Sê Uma Árvore é um convite à contemplação da natureza e de nós próprios. A comparação entre os ramos e os nossos braços; as raízes, “deixa as tuas raízes emaranharem-se no solo para te segurarem”; o tronco, “que te dá forma”; a copa, “que conduz o teu alimento”; a casca, a nossa pele, “protege o teu interior, apesar de morta no exterior”; as várias camadas de borne (parte interna da casca das árvores), “que transporta os nutrientes, ajudando-te a ficar cada vez maior e mais alto”; o cerne, “forte como osso, para te sustentar”. Por fim, a medula, “a guardiã dos nutrientes desde o princípio dos teus dias”.
Depois de todas estas observações e comparações, diz-nos a autora: “Olha para ti: ramos e folhas em cima, raízes em baixo e o tronco no meio. És uma árvore.” Para a seguir lembrar que não estamos sós. “És uma árvore entre muitas.”
A analogia prossegue com a comunicação, partilha, protecção e ajuda que as árvores mantêm entre si e de como são “abrigo e casa de aves, mamíferos e insectos”.
Gianferrari lembra ainda como uma árvore, tal como nós, fica vulnerável longe do seu habitat natural. “Mas, juntas numa floresta, as árvores são fortes.” Para concluir: “Uma família, uma comunidade, um país, um universo. Há que chegue para todos.”
Pensamento final: “Sê uma árvore. Porque, juntos, somos uma floresta.”
Vegetariana e fascinada com o que se passa debaixo da terra, longe dos nossos olhos, chama “Wood Wide Web” às trocas de energia, informação e nutrientes que ocorrem nas florestas, jardins ou em qualquer lugar onde existam árvores.
Cresceu em Keene, New Hampshire (EUA), e a família tinha uma casa numa fazenda, com uma garagem-celeiro virada para o monte Monadnock. Brincadeiras no campo fazem parte das suas memórias mais recuadas e felizes: “Podem dizer que eu sou louca, mas continuo a adorar o cheiro pungente do esterco de vaca e de galinha.

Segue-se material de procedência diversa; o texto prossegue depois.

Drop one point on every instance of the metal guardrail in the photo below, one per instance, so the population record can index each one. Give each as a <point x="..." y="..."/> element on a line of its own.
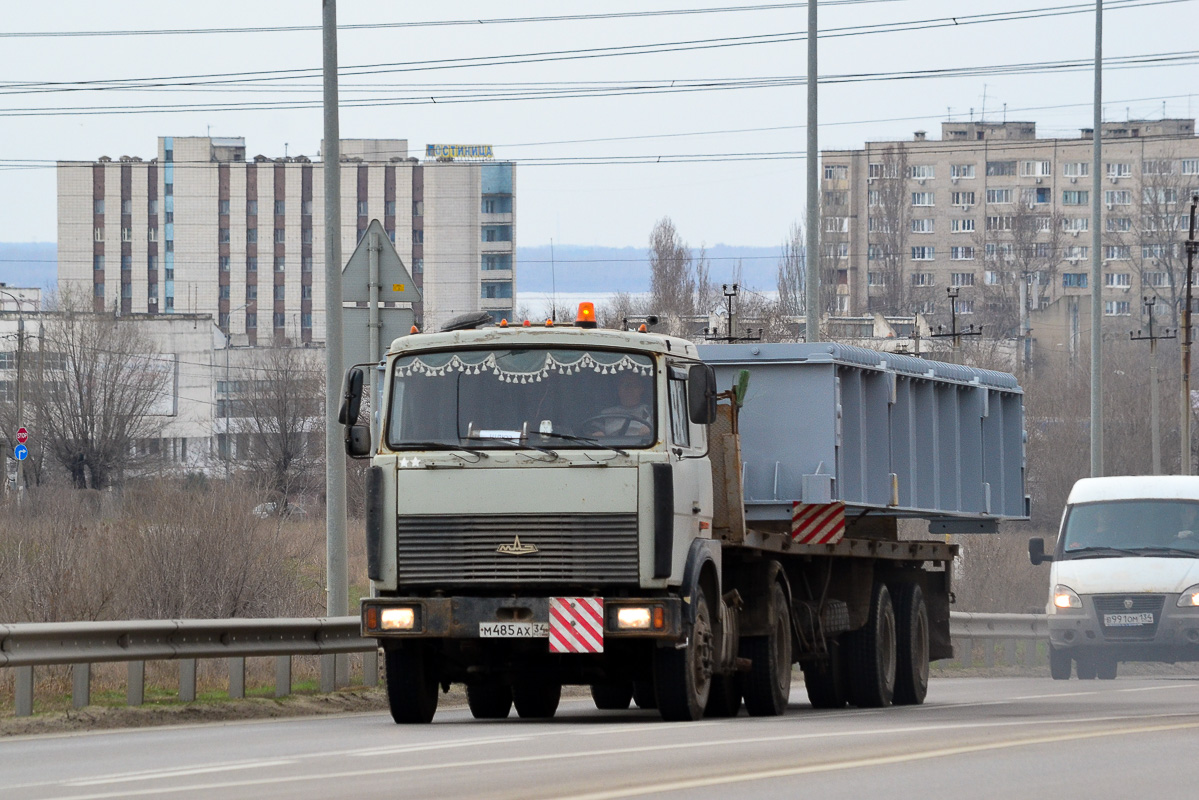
<point x="24" y="647"/>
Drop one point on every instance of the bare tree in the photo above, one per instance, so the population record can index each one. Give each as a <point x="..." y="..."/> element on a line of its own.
<point x="278" y="405"/>
<point x="100" y="394"/>
<point x="887" y="228"/>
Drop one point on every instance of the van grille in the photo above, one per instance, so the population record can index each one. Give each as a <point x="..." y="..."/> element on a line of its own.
<point x="1139" y="605"/>
<point x="571" y="548"/>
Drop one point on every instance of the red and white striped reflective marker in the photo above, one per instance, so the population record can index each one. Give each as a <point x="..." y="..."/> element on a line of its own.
<point x="821" y="523"/>
<point x="576" y="624"/>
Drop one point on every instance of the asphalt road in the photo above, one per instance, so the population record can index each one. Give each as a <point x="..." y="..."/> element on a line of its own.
<point x="974" y="738"/>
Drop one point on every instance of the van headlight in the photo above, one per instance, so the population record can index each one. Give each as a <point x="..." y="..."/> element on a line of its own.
<point x="1190" y="597"/>
<point x="1066" y="597"/>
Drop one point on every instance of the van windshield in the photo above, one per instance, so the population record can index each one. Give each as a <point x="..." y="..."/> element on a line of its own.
<point x="536" y="397"/>
<point x="1132" y="527"/>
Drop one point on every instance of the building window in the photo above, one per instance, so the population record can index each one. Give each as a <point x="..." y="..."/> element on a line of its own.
<point x="1116" y="308"/>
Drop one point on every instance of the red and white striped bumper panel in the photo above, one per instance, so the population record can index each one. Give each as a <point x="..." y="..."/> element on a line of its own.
<point x="576" y="624"/>
<point x="821" y="523"/>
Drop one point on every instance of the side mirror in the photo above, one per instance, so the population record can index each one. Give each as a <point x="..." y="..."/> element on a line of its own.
<point x="1037" y="552"/>
<point x="357" y="440"/>
<point x="702" y="394"/>
<point x="351" y="397"/>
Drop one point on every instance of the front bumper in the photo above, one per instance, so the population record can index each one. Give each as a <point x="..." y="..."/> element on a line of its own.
<point x="1174" y="635"/>
<point x="459" y="618"/>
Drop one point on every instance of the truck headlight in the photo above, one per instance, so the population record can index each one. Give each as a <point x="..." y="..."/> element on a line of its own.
<point x="1190" y="597"/>
<point x="1065" y="597"/>
<point x="397" y="619"/>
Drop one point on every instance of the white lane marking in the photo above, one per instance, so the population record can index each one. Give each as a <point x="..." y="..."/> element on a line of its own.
<point x="154" y="775"/>
<point x="649" y="749"/>
<point x="883" y="761"/>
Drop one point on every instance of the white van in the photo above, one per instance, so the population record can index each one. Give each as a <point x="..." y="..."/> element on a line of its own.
<point x="1125" y="576"/>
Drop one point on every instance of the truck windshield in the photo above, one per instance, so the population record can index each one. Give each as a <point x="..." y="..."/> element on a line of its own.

Eu costumava brincar lá fora o dia inteiro, subia às árvores, apanhava sapos, observava pássaros e fazia buracos na terra, para encontrar argila.”
Agora, vive em Massachusetts. Além de árvores, gosta muito de cães, protagonistas de vários dos seus livros. Neste, teve a sorte de ser acompanhada pela já bastante premiada ilustradora Felicita Sala, de origem italiana, mas que cresceu na Austrália.
Desenhar memórias
Apesar de formada em Filosofia, Felicita tinha o desejo de “viver como artista”, mas pensou durante muito tempo que não seria possível. Até que voltou para a Europa e se apercebeu da qualidade artística de muitos livros ilustrados e decidiu que esse era um caminho possível. Foi. Já vive outra vez em Itália.

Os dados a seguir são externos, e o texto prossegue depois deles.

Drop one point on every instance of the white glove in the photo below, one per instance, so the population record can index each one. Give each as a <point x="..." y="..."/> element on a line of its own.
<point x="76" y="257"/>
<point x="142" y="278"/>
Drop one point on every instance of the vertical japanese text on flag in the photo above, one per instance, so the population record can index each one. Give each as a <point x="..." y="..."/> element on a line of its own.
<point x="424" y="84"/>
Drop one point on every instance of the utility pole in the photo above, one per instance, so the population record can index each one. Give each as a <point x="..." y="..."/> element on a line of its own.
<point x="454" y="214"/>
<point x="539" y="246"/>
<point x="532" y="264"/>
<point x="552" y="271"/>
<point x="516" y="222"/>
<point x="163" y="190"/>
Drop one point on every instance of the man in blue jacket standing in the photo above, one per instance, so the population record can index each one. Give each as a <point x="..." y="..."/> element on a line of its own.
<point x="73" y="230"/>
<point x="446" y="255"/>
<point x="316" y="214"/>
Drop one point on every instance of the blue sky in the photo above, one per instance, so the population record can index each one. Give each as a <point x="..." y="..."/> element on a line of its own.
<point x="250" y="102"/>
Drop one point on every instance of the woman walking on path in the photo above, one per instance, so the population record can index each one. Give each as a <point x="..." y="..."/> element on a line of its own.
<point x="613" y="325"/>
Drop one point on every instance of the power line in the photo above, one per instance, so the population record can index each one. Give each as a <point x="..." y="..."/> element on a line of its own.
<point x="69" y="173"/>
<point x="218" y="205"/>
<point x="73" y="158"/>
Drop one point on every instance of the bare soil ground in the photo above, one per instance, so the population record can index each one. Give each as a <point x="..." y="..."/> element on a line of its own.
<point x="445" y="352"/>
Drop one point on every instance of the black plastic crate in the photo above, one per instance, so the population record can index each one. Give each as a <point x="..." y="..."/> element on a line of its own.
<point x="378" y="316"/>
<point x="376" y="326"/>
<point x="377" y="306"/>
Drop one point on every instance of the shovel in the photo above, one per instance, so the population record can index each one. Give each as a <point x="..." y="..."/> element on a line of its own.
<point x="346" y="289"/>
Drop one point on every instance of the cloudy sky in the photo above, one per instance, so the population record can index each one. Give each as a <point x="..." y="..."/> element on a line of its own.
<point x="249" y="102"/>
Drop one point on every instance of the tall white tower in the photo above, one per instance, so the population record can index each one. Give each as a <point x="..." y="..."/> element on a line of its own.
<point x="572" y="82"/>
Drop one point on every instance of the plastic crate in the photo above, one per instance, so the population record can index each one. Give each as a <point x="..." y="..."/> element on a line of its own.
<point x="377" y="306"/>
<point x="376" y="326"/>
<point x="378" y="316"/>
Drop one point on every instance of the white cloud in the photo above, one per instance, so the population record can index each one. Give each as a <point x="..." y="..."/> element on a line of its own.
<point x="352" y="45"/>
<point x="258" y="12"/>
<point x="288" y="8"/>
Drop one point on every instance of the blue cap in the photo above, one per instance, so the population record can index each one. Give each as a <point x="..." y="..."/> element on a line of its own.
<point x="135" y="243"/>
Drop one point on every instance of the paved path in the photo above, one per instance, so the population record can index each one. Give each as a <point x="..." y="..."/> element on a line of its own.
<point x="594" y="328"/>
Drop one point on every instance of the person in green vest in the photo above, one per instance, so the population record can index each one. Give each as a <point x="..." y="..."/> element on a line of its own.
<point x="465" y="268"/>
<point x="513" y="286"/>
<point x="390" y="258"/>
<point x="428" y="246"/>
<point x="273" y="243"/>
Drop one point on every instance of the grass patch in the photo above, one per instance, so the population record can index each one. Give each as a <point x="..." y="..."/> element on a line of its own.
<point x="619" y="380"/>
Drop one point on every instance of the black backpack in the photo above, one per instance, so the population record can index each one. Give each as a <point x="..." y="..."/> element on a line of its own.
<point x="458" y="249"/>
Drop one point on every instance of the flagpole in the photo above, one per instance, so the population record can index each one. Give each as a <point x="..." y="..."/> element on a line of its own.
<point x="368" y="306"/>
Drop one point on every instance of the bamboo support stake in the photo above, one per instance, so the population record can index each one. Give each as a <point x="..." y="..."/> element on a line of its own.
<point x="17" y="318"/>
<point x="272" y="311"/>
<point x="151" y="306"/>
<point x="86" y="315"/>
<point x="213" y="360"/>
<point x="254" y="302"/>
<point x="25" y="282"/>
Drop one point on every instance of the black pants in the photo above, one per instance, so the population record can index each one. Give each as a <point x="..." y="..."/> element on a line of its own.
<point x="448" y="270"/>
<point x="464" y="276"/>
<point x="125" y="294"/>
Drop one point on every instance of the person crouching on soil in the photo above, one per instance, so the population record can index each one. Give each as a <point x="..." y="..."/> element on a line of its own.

Numa conversa divulgada no YouTube pela Toadstool Bookshop, conta que demorou uns meses a terminar este livro. “Não queria que fosse todo verde e castanho”, já que é logo o que se imagina quando se pensa em árvores. Investigou, procurou a maior variedade possível de árvores e fez por espelhar o que o texto sugeria: “O vento, as sementes, as raízes, a terra.” Recorreu também às suas memórias australianas.
Como é hábito, usou aguarelas e lápis de cor. “Não sei muito bem o que estou a fazer até estar feito. Gosto de improvisar. O tronco [da imagem da capa] foi pintado em aguarela, mas depois desenhei por cima com lápis de cor.” Criou várias camadas (“layers”) até chegar ao efeito que lhe agradou. E a nós também.
Uma das árvores que acha mais impressionantes está reproduzida aqui, “a árvore azul”. E gostou muito de pôr crianças a trepar os ramos “com roupas coloridas, como se fossem confetti”.
Os pinheiros altos são as suas árvores favoritas porque a fazem recuar à infância, já que existem bastantes nos parques das cidades italianas. Algumas árvores australianas, “de pele macia, a fazer lembrar a pele humana”, também a encantam. São uma espécie de eucaliptos, a que retira as folhas e cheira, sempre que as encontra. Para recordar a família e dela se sentir mais perto.
“Juntos somos uma floresta.” Sejamos então.